Se algum atraso houve foi dos enfermeiros que nunca valorizaram as minhas
queixas. Depois, o tratamento das complicações foi aos tiros no escuro ou em navegação
à vista que vai dar no mesmo. Até as ter todas, para usar a expressão de um médico
que estava a fazer doutoramento e me pediu autorização para apresentar o estudo
do meu caso: “A Sra. enfermeira (estranhamente para os enfermeiros fui sempre a
Sra. Paula) não teve uma complicação; teve todas as complicações que estão
descritas.” E hoje ele acrescentaria mais duas ou três.
Após cerca de cinco meses de internamento, nesse hospital e
em Ponta Delgada, ironicamente com a minha vida a ser salva pelo cirurgião que
me operaria aqui, e de um ano letivo sem trabalhar (estava previsto que
começasse a 20 de setembro, comecei a 28 de junho), fui retomando (???) a minha
vida.
Vivo com sequelas, algumas para a vida. Todos os problemas
de saúde que eu tinha por ser obesa desapareceram ou são quase inexistentes.
Fiquei com outros. Talvez menos sérios ou potencialmente perigosos (os riscos
da obesidade são muito silenciosos e insidiosos) mas mais incomodativos.
Vou seguindo em frente, pegando nos pedaços que estavam
perto e avançando, desviando e recuando. De vez em quando cai um pedaço ou
encontro outro que estava perdido no caminho e no qual tropeço. Encorajada a
escrever sobre o assunto, não consigo. É reviver e tornar real o que quero
esquecer. Mas sei que só enfrentando esses demónios os posso integrar na minha
vida. Esta é
a principal razão porque o começo a fazer. Quando comecei a escrever sobre a
situação de saúde do meu marido, a nossa saga, sabia que terminaria quando estivesse
resolvida. Agora não imagino o que me levará a parar de escrever aqui…
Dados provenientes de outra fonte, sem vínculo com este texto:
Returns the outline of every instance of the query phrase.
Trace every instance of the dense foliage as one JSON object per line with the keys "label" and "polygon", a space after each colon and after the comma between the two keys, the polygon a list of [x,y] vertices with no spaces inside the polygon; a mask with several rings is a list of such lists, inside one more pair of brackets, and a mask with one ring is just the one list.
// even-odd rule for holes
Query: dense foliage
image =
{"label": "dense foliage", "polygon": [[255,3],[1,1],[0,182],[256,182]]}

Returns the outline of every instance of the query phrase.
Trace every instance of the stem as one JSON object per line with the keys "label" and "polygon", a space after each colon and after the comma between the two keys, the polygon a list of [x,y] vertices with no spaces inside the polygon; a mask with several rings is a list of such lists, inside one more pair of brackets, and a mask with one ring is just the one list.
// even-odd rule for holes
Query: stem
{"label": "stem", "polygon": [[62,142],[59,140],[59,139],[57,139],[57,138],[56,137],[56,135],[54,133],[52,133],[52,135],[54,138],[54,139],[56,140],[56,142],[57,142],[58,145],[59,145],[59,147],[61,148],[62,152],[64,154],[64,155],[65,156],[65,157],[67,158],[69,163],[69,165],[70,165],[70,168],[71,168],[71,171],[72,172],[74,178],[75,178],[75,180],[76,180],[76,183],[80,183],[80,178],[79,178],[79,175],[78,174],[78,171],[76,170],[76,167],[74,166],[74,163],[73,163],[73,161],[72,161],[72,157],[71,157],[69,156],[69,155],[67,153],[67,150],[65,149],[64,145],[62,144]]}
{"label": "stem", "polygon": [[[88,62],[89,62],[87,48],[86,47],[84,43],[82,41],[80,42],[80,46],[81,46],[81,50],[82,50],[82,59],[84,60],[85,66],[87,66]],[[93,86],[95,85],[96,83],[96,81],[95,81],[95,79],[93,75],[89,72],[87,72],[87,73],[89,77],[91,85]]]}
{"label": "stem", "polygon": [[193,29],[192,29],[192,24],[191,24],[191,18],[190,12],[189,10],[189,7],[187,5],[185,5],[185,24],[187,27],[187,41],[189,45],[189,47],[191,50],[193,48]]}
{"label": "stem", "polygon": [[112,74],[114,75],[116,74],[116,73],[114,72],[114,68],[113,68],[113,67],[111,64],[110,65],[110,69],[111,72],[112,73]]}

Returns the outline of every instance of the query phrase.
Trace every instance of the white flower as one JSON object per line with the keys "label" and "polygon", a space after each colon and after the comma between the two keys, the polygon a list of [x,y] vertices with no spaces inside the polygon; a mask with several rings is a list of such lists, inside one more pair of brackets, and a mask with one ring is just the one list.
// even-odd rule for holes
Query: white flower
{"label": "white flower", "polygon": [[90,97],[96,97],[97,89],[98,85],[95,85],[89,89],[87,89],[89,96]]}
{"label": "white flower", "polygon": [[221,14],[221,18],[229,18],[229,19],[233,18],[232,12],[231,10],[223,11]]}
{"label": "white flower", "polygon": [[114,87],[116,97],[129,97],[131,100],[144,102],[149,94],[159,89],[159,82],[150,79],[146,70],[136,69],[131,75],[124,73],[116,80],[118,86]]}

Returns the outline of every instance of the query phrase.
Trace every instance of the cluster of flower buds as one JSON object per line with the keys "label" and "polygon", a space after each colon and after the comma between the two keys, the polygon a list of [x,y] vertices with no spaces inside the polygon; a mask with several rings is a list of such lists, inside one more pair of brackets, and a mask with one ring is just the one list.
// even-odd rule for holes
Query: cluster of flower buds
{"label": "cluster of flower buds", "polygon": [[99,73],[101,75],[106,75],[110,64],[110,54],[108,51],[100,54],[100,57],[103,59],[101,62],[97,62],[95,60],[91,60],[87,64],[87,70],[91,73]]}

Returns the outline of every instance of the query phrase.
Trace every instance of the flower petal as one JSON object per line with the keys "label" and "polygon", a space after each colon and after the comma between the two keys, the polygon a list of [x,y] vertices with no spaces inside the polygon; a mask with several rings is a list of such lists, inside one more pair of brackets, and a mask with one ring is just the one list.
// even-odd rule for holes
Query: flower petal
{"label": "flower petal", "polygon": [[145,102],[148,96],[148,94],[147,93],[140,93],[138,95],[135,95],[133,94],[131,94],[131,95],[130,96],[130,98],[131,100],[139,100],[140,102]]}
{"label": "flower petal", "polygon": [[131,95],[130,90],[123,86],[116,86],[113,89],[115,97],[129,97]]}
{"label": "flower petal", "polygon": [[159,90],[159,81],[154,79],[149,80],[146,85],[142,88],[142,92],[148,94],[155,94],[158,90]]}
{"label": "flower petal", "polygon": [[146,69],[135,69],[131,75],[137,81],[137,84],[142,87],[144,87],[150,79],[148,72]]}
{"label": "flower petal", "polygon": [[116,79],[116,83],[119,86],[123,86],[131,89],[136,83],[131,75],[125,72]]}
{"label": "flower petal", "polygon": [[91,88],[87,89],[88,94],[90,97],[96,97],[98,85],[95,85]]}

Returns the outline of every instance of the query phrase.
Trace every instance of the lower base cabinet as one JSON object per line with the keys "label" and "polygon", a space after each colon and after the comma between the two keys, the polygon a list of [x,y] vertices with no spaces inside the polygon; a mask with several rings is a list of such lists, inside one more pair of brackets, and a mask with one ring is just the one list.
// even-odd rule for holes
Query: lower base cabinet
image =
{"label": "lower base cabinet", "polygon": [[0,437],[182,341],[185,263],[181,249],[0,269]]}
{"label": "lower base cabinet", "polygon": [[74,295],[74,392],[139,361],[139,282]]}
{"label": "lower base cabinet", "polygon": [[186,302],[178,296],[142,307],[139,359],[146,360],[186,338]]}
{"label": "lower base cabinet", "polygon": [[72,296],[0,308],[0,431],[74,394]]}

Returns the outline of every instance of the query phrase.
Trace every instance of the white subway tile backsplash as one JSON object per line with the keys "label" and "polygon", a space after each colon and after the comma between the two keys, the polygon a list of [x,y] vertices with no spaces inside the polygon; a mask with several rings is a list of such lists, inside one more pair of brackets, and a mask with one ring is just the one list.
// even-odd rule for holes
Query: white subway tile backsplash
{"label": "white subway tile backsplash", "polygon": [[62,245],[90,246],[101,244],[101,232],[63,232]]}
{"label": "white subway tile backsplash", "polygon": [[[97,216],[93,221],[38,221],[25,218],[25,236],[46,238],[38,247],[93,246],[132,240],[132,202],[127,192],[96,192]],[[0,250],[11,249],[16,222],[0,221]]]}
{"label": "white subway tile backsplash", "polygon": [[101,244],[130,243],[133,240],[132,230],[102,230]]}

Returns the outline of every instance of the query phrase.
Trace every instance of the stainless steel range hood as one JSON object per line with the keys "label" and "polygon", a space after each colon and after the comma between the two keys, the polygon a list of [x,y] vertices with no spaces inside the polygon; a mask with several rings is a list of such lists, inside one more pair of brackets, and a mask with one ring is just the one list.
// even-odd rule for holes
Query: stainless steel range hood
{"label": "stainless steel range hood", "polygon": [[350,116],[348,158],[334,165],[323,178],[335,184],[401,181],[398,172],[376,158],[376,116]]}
Porém, não quero que seja um muro de lamentações (tenho
espaços na minha casa mais adequados para isso). Vou escrever o que surgir em
cada dia. Para me obrigar a parar, pensar e, principalmente, sentir. Principalmente
parar e sentir porque pensar já penso muito, talvez demais.
Vou-me (re)visitar,
não me vou desnudar. Desengane-se quem pensar isso. Sou um brutal iceberg e nem
99% do que é a minha vida surgirá aqui. Imagine-se o resto.